Ornatins: potent glycoprotein IIb‐IIIa antagonists and platelet aggregation inhibitors from the leech Placobdella ornata

The purification and characterization of six isoforms of ornatin, potent glycoprotein IIb‐IIIa (GP IIb‐IIIa) antagonists and platelet aggregation inhibitors are described.

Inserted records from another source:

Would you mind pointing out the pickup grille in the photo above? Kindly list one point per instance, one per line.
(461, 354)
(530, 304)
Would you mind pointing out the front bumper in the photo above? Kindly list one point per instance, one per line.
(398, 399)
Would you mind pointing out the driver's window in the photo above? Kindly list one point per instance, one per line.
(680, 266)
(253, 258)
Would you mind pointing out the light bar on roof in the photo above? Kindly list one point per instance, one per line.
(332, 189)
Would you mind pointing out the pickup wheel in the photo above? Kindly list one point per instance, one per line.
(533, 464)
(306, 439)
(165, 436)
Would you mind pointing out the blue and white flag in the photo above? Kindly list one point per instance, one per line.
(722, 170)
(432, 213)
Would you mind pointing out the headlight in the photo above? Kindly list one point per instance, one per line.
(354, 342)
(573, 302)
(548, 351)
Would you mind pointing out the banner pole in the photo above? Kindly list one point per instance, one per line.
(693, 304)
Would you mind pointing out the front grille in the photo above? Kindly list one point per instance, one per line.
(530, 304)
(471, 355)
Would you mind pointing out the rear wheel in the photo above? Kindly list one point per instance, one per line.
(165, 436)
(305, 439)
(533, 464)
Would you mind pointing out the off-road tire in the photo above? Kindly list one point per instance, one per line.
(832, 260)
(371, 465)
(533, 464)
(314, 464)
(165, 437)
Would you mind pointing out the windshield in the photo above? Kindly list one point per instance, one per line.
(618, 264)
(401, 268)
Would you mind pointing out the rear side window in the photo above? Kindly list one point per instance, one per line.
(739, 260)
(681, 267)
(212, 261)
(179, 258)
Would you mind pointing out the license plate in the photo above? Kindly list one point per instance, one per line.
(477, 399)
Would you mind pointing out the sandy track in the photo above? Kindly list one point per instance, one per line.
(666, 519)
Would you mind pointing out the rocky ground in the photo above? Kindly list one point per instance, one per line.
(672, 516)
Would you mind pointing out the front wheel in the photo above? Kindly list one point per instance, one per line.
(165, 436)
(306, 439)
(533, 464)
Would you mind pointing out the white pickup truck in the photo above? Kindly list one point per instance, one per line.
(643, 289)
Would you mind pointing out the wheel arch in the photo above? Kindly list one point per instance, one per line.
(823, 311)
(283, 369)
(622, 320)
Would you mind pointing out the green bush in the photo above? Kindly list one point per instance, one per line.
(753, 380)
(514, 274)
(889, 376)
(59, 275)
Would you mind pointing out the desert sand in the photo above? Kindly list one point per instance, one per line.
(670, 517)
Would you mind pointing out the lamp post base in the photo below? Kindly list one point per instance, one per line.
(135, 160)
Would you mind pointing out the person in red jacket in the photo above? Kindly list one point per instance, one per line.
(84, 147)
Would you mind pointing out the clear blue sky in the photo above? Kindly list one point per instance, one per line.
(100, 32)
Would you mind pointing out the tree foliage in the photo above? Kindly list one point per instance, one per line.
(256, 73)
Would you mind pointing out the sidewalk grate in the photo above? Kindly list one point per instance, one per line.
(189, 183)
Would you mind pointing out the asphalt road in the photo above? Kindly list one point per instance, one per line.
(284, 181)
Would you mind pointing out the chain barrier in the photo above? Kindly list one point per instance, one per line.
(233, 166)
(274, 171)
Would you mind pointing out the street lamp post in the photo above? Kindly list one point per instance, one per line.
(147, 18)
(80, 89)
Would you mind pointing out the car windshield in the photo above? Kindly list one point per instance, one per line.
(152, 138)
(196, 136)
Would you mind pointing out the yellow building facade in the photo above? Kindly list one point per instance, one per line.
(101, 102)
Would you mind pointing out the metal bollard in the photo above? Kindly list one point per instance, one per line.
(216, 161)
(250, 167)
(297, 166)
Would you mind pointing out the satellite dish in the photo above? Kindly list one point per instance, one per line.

These isoforms were purified from whole leech homogenates of the leech Placobdella ornata , a North American leech commonly known as the turtle leech, by trichloroacetic acid precipitation, Sephadex G‐50 size exclusion chromatography, GP IIb‐IIIa affinity chromatography, and C 18 reverse‐phase HPLC. Each of the five completely sequenced isoforms, which range from 41 to 52 residues in lenght, contains the Arg‐Gly‐Asp (RGD) sequence, a common recognition sequence in adhesion proteins, as well as 6 cysteine residues; the positions of both of these features are conserved in the primary sequences. The amino acid sequences of ornatin isoforms B, C, D, and E are highly conserved, whereas ornatin A2 and A3 are less similar and lack 9 residues at the N‐terminus. The ornatins are approximately 40% identical with decorsin, a GP IIb‐IIIa antagonist isolated from the leech Macrobdella decora [Seymour, J. L., Henzel, W. J., Nevins, B., Stults, J. T. & Lazarus, R. A. (1990) J. Biol. Chem. 265 , 10143–10147]; furthermore, the RGD sequence and 5 out of 6 cysteine residues are maintained in the same relative positions in both decorsin and ornatin. The ornatin isoforms do not exhibit significant similarity to any members of the snake‐venomderived family of GP IIb‐IIIa antagonists [Dennis, M. S., Henzel, W. J., Pitti, R. M., Lipari, M. T., Napier, M. A., Deisher, T. A., Bunting, S. & Lazarus, R. A. (1990) Proc. Natl Acad. Sci. USA 87 , 2471–2475] except in the RGD region of these proteins. The ornatin isoforms inhibit the binding of GP IIb‐IIIa to immobilized fibrinogen with IC 50 values ranging over 2.9–5.3 nM; ornatin isoforms A2, C, and E inhibit ADP‐induced human platelet aggregation with IC 50 values of about 130, 280, and 440 nM, respectively.